Sadly, part of the issue is many gas chambers still employ carbon monoxide, which, while technically painless, if concentrations are wrong, it may not prompt loss of consciousness and thus instead promotes confusion and aggression in animals.
But the right approach is choosing an inert gas.
Gas chambers used to be lawful for lethal executions, though they almost always used toxic gasses, which is mostly why it fell out of favor, as effects could be prolonged.
It's too easy to demonstrate that inert gasses cause painless asphyxiation, as one can immediately return oxygen to the victim and recount the experience.

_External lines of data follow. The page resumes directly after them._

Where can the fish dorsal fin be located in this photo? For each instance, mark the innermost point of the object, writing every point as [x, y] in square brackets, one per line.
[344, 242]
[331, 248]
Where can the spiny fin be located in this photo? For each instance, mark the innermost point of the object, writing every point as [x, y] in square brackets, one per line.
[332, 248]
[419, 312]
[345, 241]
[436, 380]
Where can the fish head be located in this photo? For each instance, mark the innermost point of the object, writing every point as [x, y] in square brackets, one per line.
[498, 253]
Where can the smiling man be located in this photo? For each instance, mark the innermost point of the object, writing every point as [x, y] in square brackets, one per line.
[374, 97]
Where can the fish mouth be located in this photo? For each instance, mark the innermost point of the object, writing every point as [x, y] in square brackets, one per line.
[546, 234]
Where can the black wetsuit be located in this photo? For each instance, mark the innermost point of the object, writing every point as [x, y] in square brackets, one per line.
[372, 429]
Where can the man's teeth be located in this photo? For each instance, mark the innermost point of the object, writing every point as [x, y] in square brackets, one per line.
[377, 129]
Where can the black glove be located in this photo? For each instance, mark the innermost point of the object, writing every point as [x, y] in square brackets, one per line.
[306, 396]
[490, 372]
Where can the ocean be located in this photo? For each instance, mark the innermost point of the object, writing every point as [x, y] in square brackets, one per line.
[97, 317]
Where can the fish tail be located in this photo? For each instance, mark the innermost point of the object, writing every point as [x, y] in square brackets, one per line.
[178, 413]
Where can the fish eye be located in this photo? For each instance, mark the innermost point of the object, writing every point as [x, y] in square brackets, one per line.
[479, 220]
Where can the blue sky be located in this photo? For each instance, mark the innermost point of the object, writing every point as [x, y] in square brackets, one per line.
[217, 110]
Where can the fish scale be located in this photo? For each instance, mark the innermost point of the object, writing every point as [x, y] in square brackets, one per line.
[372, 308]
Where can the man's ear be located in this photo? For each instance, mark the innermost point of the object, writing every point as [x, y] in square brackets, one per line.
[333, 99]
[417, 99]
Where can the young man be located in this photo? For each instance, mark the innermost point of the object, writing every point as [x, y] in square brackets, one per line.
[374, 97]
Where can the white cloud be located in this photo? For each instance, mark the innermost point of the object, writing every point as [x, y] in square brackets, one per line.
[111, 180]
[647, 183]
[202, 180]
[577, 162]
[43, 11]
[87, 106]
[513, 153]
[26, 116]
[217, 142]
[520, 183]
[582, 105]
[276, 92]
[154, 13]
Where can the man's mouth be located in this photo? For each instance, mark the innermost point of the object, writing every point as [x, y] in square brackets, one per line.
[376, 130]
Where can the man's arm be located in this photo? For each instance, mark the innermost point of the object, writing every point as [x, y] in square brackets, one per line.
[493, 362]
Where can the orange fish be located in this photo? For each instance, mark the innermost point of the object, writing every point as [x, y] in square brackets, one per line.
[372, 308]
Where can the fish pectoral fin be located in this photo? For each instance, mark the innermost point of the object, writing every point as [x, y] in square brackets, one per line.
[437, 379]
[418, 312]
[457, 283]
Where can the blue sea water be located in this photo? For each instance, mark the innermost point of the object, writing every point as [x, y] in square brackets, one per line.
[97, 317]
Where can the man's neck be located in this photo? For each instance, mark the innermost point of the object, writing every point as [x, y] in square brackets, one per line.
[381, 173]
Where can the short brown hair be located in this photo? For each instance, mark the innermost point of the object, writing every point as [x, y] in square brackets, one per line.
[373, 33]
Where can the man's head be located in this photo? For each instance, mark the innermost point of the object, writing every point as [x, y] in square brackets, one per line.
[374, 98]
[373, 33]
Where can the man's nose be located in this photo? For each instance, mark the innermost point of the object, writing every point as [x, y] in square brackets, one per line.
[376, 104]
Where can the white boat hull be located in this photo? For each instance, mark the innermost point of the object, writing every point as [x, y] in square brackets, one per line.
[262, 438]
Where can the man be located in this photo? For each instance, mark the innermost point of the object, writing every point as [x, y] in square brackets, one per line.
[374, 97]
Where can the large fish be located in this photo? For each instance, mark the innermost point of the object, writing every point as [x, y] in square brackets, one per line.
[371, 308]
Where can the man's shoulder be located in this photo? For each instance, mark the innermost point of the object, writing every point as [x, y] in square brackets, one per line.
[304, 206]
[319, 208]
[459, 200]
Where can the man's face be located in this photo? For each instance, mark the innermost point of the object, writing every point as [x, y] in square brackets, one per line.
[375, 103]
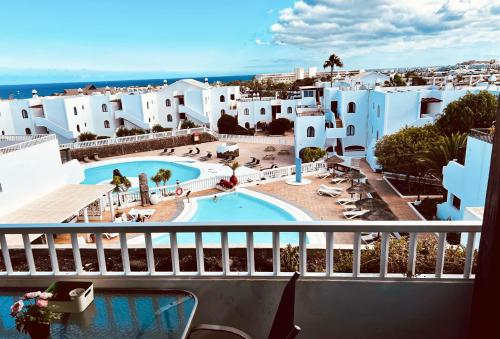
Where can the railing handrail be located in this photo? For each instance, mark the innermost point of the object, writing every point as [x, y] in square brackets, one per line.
[284, 226]
[132, 138]
[25, 141]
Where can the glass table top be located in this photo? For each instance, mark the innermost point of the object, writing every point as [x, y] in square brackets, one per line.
[115, 314]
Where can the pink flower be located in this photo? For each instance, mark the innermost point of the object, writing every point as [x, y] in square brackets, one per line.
[42, 303]
[32, 295]
[45, 295]
[16, 308]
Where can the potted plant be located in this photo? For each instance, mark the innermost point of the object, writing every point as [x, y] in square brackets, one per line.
[234, 166]
[32, 314]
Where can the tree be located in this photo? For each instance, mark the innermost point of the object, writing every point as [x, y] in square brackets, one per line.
[470, 111]
[332, 61]
[400, 151]
[87, 136]
[165, 175]
[395, 81]
[444, 150]
[279, 126]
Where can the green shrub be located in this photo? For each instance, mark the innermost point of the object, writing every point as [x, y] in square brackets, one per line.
[87, 136]
[311, 154]
[279, 126]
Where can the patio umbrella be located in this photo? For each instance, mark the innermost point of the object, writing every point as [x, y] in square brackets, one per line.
[379, 215]
[370, 204]
[360, 189]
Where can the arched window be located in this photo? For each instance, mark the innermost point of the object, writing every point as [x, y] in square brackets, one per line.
[351, 107]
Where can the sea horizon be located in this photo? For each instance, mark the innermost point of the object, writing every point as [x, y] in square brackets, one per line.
[23, 91]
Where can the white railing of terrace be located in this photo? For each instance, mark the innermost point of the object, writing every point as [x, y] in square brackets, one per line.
[197, 185]
[253, 139]
[20, 142]
[172, 229]
[133, 138]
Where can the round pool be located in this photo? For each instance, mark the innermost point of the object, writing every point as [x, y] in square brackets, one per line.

Asphyxiation is only painful when carbon dioxide is not allowed to escape the body, as in increased dosages beyond what our body produces naturally, it is a toxin, and causes immense pain. If you can inhale and exhale, you complete void your lungs and blood of carbon dioxide and remaining oxygen, and fail to introduce any new oxygen. It wouldn't be like holding your breath, as in unassisted diving, because you are going to great lengths to preserve all unused oxygen. Complete oxygen deprivation but painless breathing would be confusing at first, as the lack of pain would encourage you to continue breathing, and it would only take 30-60 seconds to render the body unconscious. Possibly convulsions might cause onlookers some distress, like they freak out about those experienced while unconscious during lethal injection, but suffice it to say, induced death rarely appears peaceful unless you go for any of the instant brain-kill approaches.